Anatomy of a chart

Published in

Data Science at Microsoft

7 min readNov 30, 2021

How do you communicate with data? Do you tend to show everything and let the readers figure out what’s important, or do you provide a curated view where insights are right there in front of them? As Andy Kirk has said in Data Visualisation: A Handbook for Data Driven Design, data visualization is a form of communication, transitioning from raw datasets and metrics into something trustworthy, accessible, and elegant. The question, of course, is how to get there.

By engaging our perception, data visualization uses individual visual elements, geometry, and the composition of those elements to translate the information from text into shapes.

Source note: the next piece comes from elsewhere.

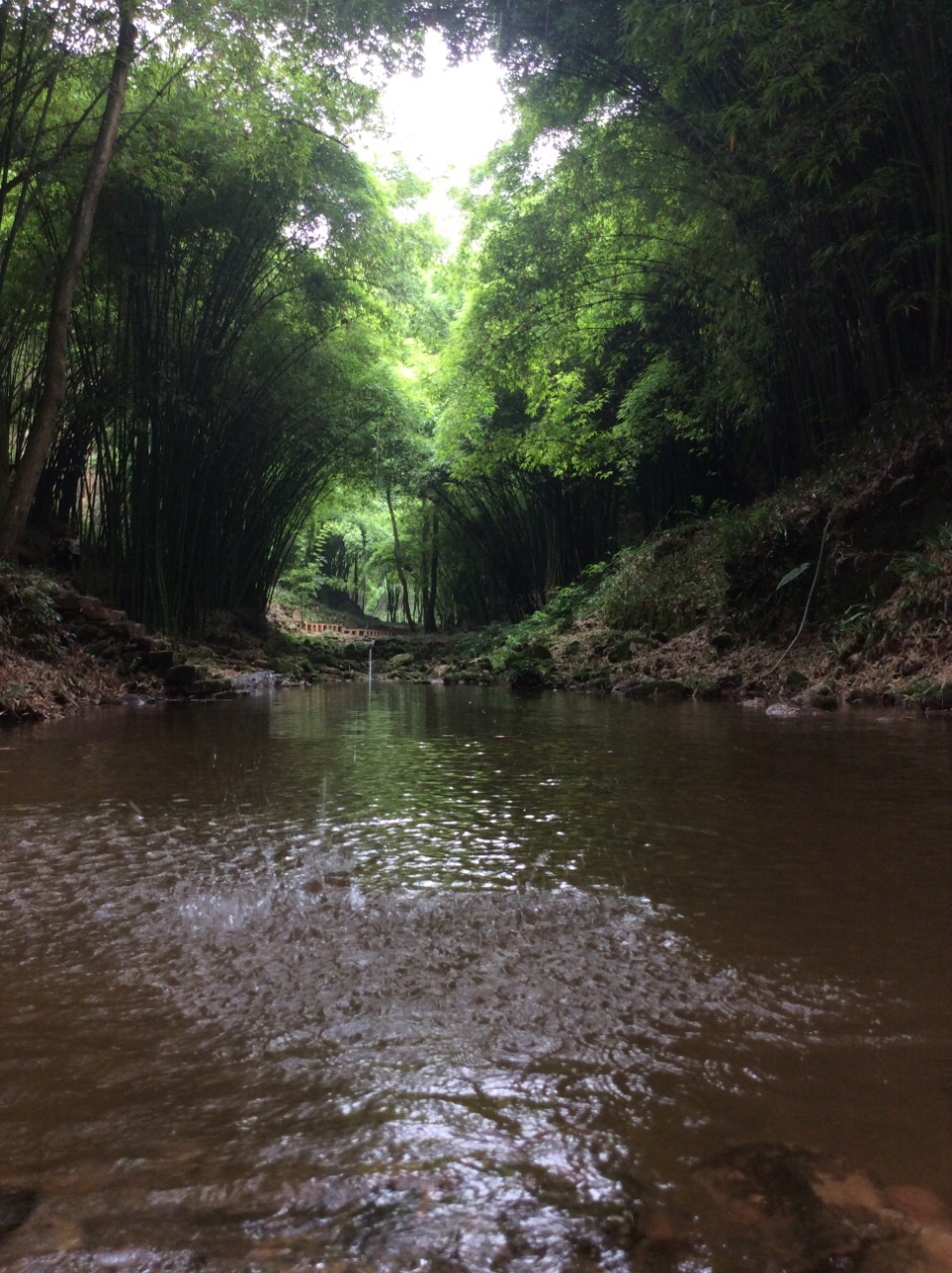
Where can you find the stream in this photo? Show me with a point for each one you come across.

Data scientists and analysts do this daily, communicating the results of business actions, financial results, and customer insights to explain their findings and improve the knowledge of domain owners. Unfortunately, this process sometimes results in a data dump — throwing everything out in front of the audience, whose task is then to visually decode the message.

To avoid that problem, I recommend following a highly curated process involving the intentional placement of elements in a meaningful way. Starting with data, this involves carefully selecting and adding each piece on the canvas and assembling everything in structured manner.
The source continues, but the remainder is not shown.